I don't know what my bossy gelding would think about adding a donkey. He and my mare get along well. The mare might pal up with the donkey. It might be good for her, as the gelding doesn't really "pal" with anyone.
I read some forum replies on the Donkey site and the consensus is donkeys need a companion. So I will tell my friend that she should maybe get two donkeys if she plans to rehome her miniature horse. The horse is not friendly and she has had him quite a while and she still cannot even catch him. I thought of going to get him, but am uncertain about border crossing quarantines. I am in OK and she is in NM.


----------



## Maryann at MiniV (Jan 16, 2021)

No quarantines needed, last I checked. But the horse will need a health certificate and coggins test, provided by a vet.


----------



## Marsha Cassada (Jan 16, 2021)

Maryann at MiniV said:


> No quarantines needed, last I checked. But the horse will need a health certificate and coggins test, provided by a vet.


I was worried about people quarantines.


----------



## Dragon Hill (Jan 17, 2021)

She just wants one donkey by itself, no other equines? Donkey people will tell you to have two together, they prefer to buddy up. I think any equine would be lonely by itself, although I've done it. Does she have, or do any of her neighbors, have any other livestock?


----------



## Marsha Cassada (Jan 17, 2021)

Dragon Hill said:


> She just wants one donkey by itself, no other equines? Donkey people will tell you to have two together, they prefer to buddy up. I think any equine would be lonely by itself, although I've done it. Does she have, or do any of her neighbors, have any other livestock?


She has a miniature gelding but he is not friendly. She fears he would make the donkey unfriendly also.
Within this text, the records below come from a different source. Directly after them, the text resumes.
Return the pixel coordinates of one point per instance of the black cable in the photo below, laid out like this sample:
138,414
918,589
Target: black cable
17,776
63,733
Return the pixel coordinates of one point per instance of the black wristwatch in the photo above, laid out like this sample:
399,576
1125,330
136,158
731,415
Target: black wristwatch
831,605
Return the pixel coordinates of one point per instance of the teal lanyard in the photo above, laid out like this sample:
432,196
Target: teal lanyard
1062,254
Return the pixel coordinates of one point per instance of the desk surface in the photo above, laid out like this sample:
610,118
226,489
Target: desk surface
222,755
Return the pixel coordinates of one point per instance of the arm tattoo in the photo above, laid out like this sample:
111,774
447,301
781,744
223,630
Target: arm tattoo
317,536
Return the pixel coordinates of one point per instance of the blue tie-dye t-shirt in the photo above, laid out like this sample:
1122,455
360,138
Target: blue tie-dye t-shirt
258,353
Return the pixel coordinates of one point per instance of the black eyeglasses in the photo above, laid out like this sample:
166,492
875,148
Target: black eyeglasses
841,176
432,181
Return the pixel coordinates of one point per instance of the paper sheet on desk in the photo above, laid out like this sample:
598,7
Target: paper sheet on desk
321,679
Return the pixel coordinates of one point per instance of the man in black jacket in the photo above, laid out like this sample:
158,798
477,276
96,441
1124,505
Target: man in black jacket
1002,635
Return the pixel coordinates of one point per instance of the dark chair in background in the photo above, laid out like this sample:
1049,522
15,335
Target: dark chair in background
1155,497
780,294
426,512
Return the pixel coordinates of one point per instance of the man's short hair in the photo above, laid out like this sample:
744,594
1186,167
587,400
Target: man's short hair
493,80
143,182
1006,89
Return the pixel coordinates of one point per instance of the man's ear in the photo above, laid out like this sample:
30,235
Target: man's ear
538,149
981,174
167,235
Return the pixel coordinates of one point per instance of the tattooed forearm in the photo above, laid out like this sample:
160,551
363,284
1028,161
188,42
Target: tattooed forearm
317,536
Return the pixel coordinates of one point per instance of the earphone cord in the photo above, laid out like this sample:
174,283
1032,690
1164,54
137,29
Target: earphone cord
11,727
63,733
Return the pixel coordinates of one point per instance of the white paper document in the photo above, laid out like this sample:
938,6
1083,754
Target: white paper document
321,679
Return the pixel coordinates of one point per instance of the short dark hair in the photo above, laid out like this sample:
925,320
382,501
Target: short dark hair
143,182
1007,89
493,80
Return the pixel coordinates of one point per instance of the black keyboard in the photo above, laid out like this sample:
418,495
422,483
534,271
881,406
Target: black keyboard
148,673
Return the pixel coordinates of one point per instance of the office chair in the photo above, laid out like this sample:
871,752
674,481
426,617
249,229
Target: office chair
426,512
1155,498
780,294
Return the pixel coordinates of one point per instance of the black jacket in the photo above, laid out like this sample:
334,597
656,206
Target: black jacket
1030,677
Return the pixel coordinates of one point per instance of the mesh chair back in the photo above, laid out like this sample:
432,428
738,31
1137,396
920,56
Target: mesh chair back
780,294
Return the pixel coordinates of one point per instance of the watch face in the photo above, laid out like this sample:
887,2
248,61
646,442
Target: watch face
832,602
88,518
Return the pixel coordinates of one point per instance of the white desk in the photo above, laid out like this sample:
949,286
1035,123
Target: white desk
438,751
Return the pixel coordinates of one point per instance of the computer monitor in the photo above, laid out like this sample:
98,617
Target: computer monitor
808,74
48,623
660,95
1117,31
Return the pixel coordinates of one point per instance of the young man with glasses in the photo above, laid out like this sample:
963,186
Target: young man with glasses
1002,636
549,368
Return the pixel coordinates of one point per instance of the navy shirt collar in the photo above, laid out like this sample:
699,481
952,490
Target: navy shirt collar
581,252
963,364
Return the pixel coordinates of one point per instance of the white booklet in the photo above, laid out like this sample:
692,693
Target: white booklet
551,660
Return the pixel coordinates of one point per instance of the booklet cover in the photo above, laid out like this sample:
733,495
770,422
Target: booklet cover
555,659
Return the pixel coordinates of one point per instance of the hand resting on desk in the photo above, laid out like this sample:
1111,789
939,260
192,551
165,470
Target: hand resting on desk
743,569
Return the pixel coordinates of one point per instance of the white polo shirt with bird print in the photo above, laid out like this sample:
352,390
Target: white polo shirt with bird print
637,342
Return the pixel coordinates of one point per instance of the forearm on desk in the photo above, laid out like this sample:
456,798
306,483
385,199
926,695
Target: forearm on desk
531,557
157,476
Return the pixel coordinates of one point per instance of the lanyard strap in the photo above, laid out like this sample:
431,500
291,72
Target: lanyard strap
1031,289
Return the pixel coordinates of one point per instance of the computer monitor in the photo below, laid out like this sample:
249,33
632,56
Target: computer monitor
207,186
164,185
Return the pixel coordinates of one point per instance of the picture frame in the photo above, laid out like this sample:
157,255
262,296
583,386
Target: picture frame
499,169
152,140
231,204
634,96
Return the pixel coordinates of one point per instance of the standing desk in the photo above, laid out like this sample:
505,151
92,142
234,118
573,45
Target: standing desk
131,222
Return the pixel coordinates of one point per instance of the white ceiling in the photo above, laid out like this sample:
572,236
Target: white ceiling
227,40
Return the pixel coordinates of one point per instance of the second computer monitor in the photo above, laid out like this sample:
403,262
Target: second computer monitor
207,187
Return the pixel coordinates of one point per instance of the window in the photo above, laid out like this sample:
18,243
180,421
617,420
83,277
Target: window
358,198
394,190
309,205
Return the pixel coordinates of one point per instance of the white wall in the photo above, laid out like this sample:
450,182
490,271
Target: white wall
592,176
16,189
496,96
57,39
So I'm thinking she should rehome the horse and get two donkeys. 
My sister and i thought we would go get the horse but we are unsure about crossing state borders. NM right now is pretty strict. I gave her the contact of the NM miniature horse club. Maybe she can rehome through them. He is registered.


----------



## Abby P (Jan 17, 2021)

I think they only care if you are staying - coming and going to pick up a horse should be OK provided you follow all the rules. I cross state lines every time I go and visit my horse! At least up here, "caring for livestock" is considered an essential activity and is exempt from travel restrictions.


----------